By Lukas Mikelionis
Published July 20, 2019
A genetics expert hired by the family of a 15-year-old girl who disappeared in 1983 said Saturday that an underground space near a Vatican cemetery holds thousands of "adult and non-adult" bones that appear to be from dozens of individuals.
The bones under the Teutonic College were revealed when experts hired by the Vatican began cataloging remains that were discovered nearby last week.

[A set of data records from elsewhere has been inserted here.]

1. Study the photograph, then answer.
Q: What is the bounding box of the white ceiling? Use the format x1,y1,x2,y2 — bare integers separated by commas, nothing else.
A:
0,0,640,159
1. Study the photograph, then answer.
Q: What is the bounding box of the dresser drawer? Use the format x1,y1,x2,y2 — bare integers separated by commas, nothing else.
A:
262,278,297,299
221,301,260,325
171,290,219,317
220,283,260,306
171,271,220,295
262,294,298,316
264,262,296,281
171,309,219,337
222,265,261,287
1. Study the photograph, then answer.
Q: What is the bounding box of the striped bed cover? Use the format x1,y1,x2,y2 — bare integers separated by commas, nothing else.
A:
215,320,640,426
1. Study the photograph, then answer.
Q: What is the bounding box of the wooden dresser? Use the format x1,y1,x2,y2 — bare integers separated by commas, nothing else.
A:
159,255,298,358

"We didn't expect such an enormous number," the expert Giorgio Portera said. "Thousands of bones have been found. That's the point we are at. Thousands of bones. I can't say if it's 1,000 or 2,000, but there are really very many, and so we assume [there is] the presence of the remains of a few dozen people."
Many of the bones were broken into fragments, Vatican spokesman Alessandro Gisotti said. It's unclear when results from the analysis of the bones would be available.
Authorities are making yet another effort to solve the mystery of the 1983 disappearance of Emanuela Orlandi, the daughter of a Vatican lay employee who vanished at age 15 after she left her family's Vatican City apartment for a music lesson in Rome. Orlandi's family recently received a tip that the remains of the disappeared girl could be buried near the tombs of two 19th-century German princesses.
However, when investigators opened both tombs at the family's request, they were empty. That created a new mystery about where the dead princesses were.
Gisotti said last week that investigators had located two ossuaries – small chambers where the bones of dead people are placed – under a stone slab manhole covering inside the Teutonic college itself. He added that the bones specifically were found in two holes carved out of a large stone that was covered by an old pavement stone a few yards behind the princesses’ tombs.
The Vatican promised to continue the investigation and said that any bones in the tombs might have been displaced during structural work carried out on both the college building and a cemetery near St. Peter’s Basilica in the 1800s and in more recent decades.
When asked about Portera's comments on the large number of bones, Gisotti told The Associated Press in an email it was "absolutely normal that in an ossuary there is an elevated number of remains, above all in an ancient cemetery like the Teutonic. No surprise."
Orlandi's case has captivated Italy and raised a further cloud of mystery over the already secretive Vatican. Some have theorized the girl was kidnapped in an unsuccessful ransom bid to win freedom for the Turkish gunman who shot and wounded Pope John Paul II in St. Peter's Square in 1981.
The teen's family has pressured the Vatican to open its archives to search for possible paper trails related to the case.
There haven’t been any significant developments in the case for years now. In 2012, Italian forensic police exhumed the body of a reputed mobster from the crypt of a Roman basilica in hopes of finding Orlandi’s remains as well – but the search turned up no link.
Orlandi's sister, Federica Orlandi, said learning of the underground cache of remains was "obviously an emotional experience because I think my sister's bones could be there, but I won't think about it until we have the result."
A Vatican statement Saturday made no mention of the number of remains in the newly discovered space near the Teutonic Cemetery but said the forensic work would resume on July 27.
The Associated Press contributed to this report.